With the ability to produce four cores on a single chip, Intel is hoping to regain sales that it lost to AMD in 2006.

Intel on Wednesday introduced a new microarchitecture scheduled for production next year that stands to increase the performance gap Intel has with rival Advanced Micro Devices.

Nehalem is the code name chosen for what Intel claims will be as big an architectural jump as the Pentium Pro when it was introduced in 1996, executives said at a San Francisco news conference. The new microarchitecture takes advantage of Intel's 45-nanometer production process, which enables the chipmaker to deliver two four-core processors in a single chipset. Currently, Intel offers a maximum of two dual-core processors in a single package.
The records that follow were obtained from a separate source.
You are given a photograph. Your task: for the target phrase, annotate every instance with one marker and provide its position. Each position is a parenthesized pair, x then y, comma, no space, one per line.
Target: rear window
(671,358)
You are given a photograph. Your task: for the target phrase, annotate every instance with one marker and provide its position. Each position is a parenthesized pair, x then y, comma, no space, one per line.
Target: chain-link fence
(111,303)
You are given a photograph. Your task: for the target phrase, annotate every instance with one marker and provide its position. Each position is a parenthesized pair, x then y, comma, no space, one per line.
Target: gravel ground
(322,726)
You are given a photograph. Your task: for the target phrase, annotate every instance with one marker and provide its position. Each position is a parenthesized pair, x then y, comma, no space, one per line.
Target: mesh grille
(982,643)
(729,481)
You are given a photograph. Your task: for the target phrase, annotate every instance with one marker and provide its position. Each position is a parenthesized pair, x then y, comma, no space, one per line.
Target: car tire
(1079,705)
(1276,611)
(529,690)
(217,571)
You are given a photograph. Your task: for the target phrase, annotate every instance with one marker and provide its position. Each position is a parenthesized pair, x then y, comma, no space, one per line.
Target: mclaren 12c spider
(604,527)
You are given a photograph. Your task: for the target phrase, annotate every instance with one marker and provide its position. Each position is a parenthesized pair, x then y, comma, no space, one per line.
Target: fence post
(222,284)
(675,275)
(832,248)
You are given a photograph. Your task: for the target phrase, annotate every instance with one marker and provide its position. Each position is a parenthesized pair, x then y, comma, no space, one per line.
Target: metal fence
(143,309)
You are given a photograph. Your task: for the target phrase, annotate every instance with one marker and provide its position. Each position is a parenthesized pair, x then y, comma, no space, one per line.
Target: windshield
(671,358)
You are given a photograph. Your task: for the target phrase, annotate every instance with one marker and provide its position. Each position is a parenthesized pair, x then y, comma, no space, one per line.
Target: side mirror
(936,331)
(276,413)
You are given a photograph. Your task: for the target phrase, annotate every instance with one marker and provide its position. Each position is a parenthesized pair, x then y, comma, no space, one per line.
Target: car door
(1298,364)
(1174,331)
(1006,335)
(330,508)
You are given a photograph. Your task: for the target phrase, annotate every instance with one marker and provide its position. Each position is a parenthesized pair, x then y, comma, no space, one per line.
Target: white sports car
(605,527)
In addition to unveiling Nehalem, Intel also revealed its next generation families of processors, code-named Penryn, would start shipping in the second half of 2007. Server chips are scheduled to ship first. Intel did not give a timeframe for availability of the desktop and mobile processors.

Along with a doubling of cores, Nehalem also introduces a maximum of 16 threads -- two per core. Multithreading enables software to split itself into two or more simultaneously running tasks, which can result in applications running faster.
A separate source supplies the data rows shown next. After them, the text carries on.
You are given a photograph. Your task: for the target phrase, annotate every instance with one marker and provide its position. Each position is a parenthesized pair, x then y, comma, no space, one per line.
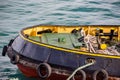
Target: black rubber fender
(10,43)
(14,59)
(4,50)
(104,74)
(83,74)
(44,70)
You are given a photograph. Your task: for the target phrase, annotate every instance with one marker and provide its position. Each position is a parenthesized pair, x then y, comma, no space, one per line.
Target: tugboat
(54,51)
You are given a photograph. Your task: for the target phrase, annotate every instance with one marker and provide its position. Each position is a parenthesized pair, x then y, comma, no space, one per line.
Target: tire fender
(103,71)
(14,59)
(4,50)
(83,74)
(44,70)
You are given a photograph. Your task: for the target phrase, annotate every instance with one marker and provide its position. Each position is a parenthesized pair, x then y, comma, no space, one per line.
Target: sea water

However, the job of programming for the feature is time consuming. Intel introduced what it called Hyper-Threading in its Pentium 4 processors in 2002, but acknowledges that it's used primarily in the server market for running business applications. Software makers in the multimedia and gaming sectors have recently started using the technology to boost performance. "But it's still heavy lifting to move the (rest of the) software industry forward," Pat Gelsinger, senior VP and general manager of the Digital Enterprise Group, told reporters.
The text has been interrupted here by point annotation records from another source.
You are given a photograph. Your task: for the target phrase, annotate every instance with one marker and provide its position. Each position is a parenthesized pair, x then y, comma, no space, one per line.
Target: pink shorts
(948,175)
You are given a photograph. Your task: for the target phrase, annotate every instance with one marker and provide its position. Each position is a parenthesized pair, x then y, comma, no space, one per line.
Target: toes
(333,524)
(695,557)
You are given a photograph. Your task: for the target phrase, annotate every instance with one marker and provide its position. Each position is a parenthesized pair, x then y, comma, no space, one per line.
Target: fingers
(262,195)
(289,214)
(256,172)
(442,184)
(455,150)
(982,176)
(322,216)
Nehalem also is the first microarchitecture to have graphics processing integrated within the processor, versus the chipset, which is available today. The new design is expected to boost performance of multimedia applications, and runs parallel to AMD's plans. AMD acquired graphics chipmaker ATI Technologies last year, and plans to offer chip-integrated graphics processing in 2009.

Gelsinger said Intel's introduction of integrated graphics has less to do with AMD than with current technology trends. Customers want certain key features, such as graphics, to get closer to processors to boost performance for online video and multimedia software. "It's the right way to build a system," Gelsinger said.

Nehalem also will introduce an integrated memory controller, which is a departure from its current Front Side Bus structure. Similar to Hyper-Transport and PCI Express technology, Intel's Common Serial Bus or CSI is more of a direct path that will be integrated to help improve managing the flow of data going to and from memory.

Overall, Nehalem, if delivered as advertised, is expected to give Intel the opportunity to move ahead in the market, where it has stumbled, analysts said. In 2006, Intel suffered a more than 11% drop in revenue, while smaller rival AMD nearly doubled sales because AMD's products were seen as more advanced, according to analysts at iSuppli.

AMD, however, is behind Intel in introducing a quad-core processor, which AMD said it will deliver sometime in the summer of 2007.

"On the server side, (Nehalem) hits right at the heart of the market," Jim McGregor, analyst for In-Stat, said. "This really puts them back in the race in the four-processor or more server market."